Stories regarding what has come to be known as “the forbidden experiment,” denying a child’s intrinsic need for language in order to examine what “native” language capacities he or she may have remaining, have been reported from antiquity and through the middle ages. The idea behind most of these folkloric events fell into the trap of confusing the falsehood that man had a native language with truth that man natively has the ability to acquire a language—at least when we are young. More recently, fascination with feral children (for example, Lane 1976) has dominated, since that appears to not deliberately violate the immorality of intentional language deprivation. The origin of their circumstances is sometimes surrounded with folklore, such as being raised by animals, while other cases are chilling examples of monstrous parental abuse. Moreover, “academic findings” from those legendary and modern accounts often tend to find what those investigating them wanted to find. What is clear from this discussion, however, is any such experiments or experiences are by nature profoundly cruel, causing irreversible damage to a young person’s intellectual capacity, condemning them to some level of irrationality for a lifetime. In point of fact, helping children learn is far more instructive in every respect (cf. Saxe 2006).

Language gives man the unique ability to recast the immediate in light of a larger context by framing current circumstance in the context of time, space, relationship, principles, and logic. That being the case, the majority of human rationality happens above the linguistic boundary, as evidenced by individuals unfortunately caught, for a variety of natural and/or nefarious reasons, in circumstances preventing proper exposure to language and linguistic development.

Moreover, given that time, space, relationship, principles, and logic are introduced by way of language, it is therefore because man uses language that man cannot help but consider ultimate reality. It is an unavoidable consequence, for there are no lines in the sands of time saying that information before today or after tomorrow will not be important considerations when making decisions about immediate personal actions and reactions. So then, it is true that men have “eternity in their hearts” but, being finite, we cannot “find out the work that God does from beginning to end” (Ecclesiastes 3:11).

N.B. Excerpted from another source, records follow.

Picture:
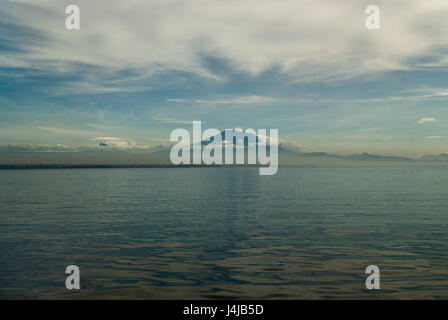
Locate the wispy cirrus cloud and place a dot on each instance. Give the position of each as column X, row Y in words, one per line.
column 174, row 121
column 251, row 36
column 64, row 131
column 425, row 120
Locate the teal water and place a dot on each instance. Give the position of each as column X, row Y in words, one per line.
column 194, row 233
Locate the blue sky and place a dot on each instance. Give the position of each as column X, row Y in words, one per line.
column 136, row 71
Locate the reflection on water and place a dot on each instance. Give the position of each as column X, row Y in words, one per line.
column 224, row 233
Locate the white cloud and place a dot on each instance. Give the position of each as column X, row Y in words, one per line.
column 64, row 131
column 307, row 40
column 424, row 120
column 174, row 121
column 239, row 100
column 116, row 142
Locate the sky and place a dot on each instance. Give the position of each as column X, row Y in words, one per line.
column 136, row 70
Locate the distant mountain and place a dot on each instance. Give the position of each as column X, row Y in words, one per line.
column 375, row 157
column 440, row 157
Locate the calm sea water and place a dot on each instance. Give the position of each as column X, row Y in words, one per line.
column 224, row 233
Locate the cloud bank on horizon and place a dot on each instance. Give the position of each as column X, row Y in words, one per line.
column 138, row 69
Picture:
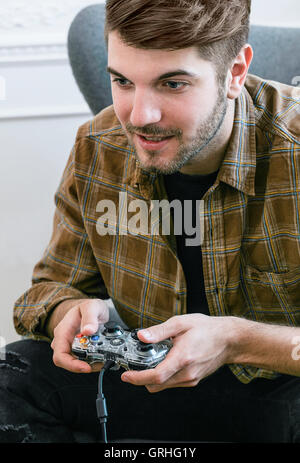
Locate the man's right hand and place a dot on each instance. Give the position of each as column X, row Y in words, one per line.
column 70, row 318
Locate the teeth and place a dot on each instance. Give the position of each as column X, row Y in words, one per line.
column 153, row 139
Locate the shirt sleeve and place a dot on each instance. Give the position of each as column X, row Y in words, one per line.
column 67, row 269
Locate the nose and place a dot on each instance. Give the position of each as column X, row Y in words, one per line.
column 145, row 109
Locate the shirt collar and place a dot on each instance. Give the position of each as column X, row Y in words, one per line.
column 239, row 164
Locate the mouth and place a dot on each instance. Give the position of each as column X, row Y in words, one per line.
column 153, row 142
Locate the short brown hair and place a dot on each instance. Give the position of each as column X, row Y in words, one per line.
column 219, row 28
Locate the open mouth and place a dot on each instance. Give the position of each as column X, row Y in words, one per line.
column 151, row 142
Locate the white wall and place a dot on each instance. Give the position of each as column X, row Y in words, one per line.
column 38, row 121
column 276, row 12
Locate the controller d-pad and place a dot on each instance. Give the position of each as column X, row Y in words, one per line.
column 112, row 329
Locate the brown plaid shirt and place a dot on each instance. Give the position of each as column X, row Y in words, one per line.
column 251, row 245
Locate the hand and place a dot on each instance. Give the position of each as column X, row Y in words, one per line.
column 84, row 317
column 201, row 345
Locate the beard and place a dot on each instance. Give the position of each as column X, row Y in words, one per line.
column 186, row 152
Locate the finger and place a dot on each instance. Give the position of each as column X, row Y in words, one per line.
column 158, row 375
column 93, row 314
column 155, row 388
column 168, row 329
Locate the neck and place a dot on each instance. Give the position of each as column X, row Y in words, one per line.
column 211, row 156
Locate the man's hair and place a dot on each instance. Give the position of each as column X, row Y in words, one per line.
column 218, row 28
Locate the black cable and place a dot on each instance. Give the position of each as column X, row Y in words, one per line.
column 101, row 402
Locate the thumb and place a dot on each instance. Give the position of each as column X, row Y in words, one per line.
column 93, row 313
column 165, row 330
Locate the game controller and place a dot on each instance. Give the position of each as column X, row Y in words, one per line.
column 111, row 342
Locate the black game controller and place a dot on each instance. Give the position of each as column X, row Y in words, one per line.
column 111, row 342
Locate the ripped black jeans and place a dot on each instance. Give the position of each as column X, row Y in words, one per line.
column 40, row 402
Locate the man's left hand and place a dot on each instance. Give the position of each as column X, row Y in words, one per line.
column 201, row 345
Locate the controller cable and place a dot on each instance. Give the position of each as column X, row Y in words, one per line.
column 101, row 401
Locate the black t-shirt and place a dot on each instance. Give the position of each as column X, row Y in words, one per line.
column 192, row 188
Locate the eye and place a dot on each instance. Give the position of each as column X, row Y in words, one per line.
column 121, row 82
column 174, row 85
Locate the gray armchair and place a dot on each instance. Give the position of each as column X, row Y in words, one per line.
column 276, row 55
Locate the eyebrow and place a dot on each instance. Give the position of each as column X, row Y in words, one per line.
column 167, row 75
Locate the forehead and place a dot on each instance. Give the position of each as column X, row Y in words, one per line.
column 140, row 62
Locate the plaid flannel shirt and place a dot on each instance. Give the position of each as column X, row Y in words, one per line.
column 251, row 243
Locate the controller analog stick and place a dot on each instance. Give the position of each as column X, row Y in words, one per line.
column 144, row 347
column 134, row 334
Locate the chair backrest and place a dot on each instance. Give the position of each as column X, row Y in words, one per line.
column 276, row 55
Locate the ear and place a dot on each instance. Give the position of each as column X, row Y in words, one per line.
column 238, row 71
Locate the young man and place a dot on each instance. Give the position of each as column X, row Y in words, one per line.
column 187, row 124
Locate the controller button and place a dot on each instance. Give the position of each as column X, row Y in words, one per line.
column 117, row 342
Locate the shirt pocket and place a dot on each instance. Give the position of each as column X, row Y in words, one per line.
column 272, row 297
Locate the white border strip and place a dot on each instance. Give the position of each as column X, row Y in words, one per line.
column 34, row 53
column 45, row 112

Several scriptural admonitions for child-rearing come to mind, such as Ephesians 6:4 and Proverbs 22:6, all of which are very relational, which makes perfect sense given how children develop intellectually and rationally. Perhaps most relevant to this discussion, however, is Moses’ advice in Deuteronomy 6:6–7

And these words which I command you today shall be in your heart. You shall teach them diligently to your children, and shall talk of them when you sit in your house, when you walk by the way, when you lie down, and when you rise up. (NKJV 2020, emphasis added)

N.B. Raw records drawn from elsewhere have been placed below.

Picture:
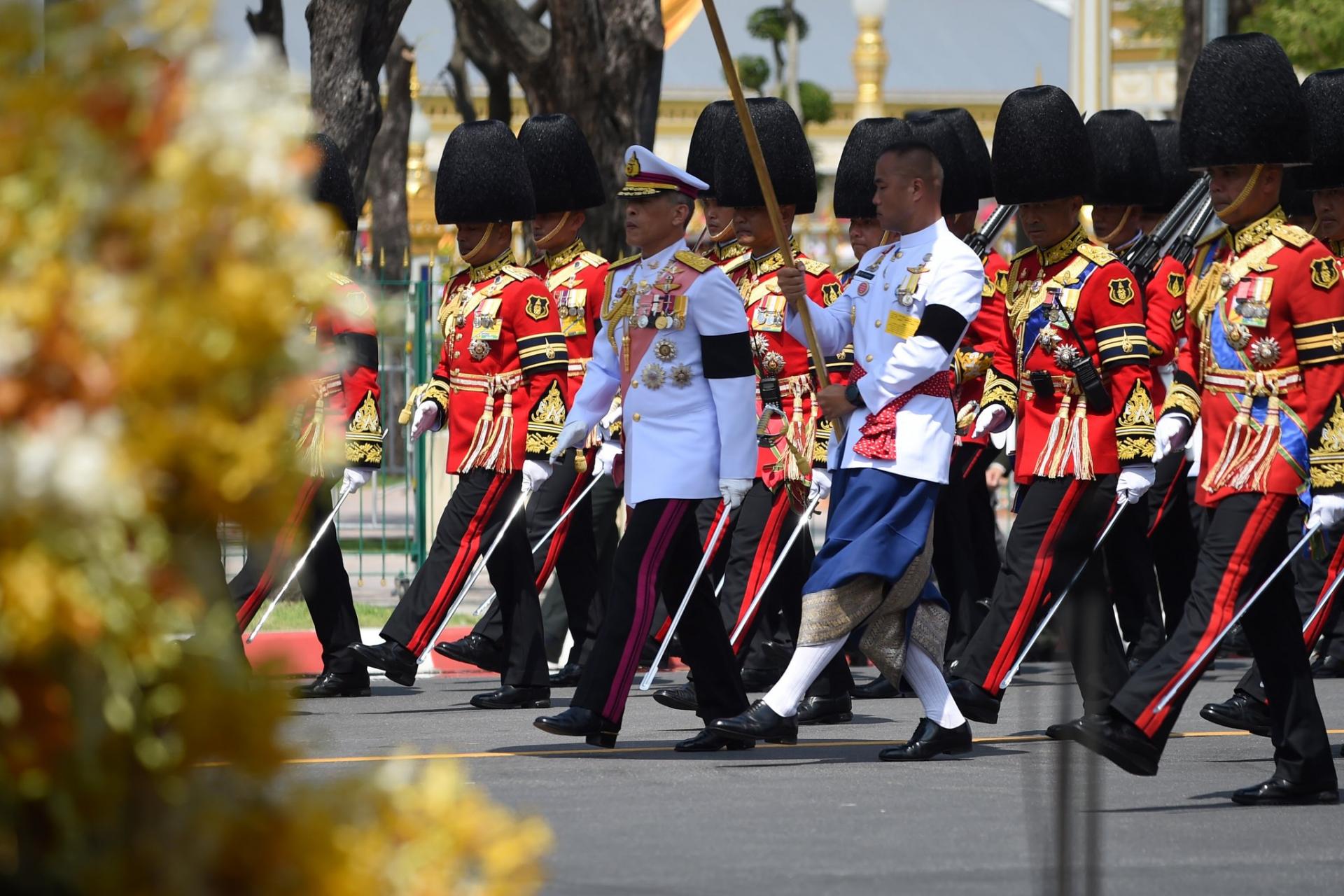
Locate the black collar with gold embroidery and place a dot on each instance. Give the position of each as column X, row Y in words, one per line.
column 491, row 269
column 554, row 261
column 1257, row 232
column 1063, row 248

Indeed, it is the constant use of language that not only ties us to each other but also enables us to rationalize. It starts young—very young—and is intended to last for a lifetime, and beyond if we are to believe the Bible. If it was indeed God’s intent to design us as relational beings, capable of relating to Him and to each other, no more perfect design could there be than to make rationalization and socialization mutually dependent.

Acknowledgements

Many life experiences have shaped my pursuit to understand worldview as a concept, a perceptual framework, and a finite mechanism for understanding, evaluating, and responding to life choices. Certainly, my career experience as an engineer will be seen in the flavor of much of my writing. My exposure to Thomistic epistemology and classical philosophy, in general, has been primarily informed by my experiences at Southern Evangelical Seminary. However, I would be remiss if I failed to recognize that many of the lessons in this paper started with experiences with my sister, Sherry, whose autism and profound deafness have provided a framework through which I have had to filter most of my approach to epistemology. Very often humans are not very creative, and we simply presume normality is necessarily just the way life works until we see bits of it broken. Only then are we able to be truly amazed and appreciate how precisely brilliant “normality” really is, in order to better appreciate all God has done.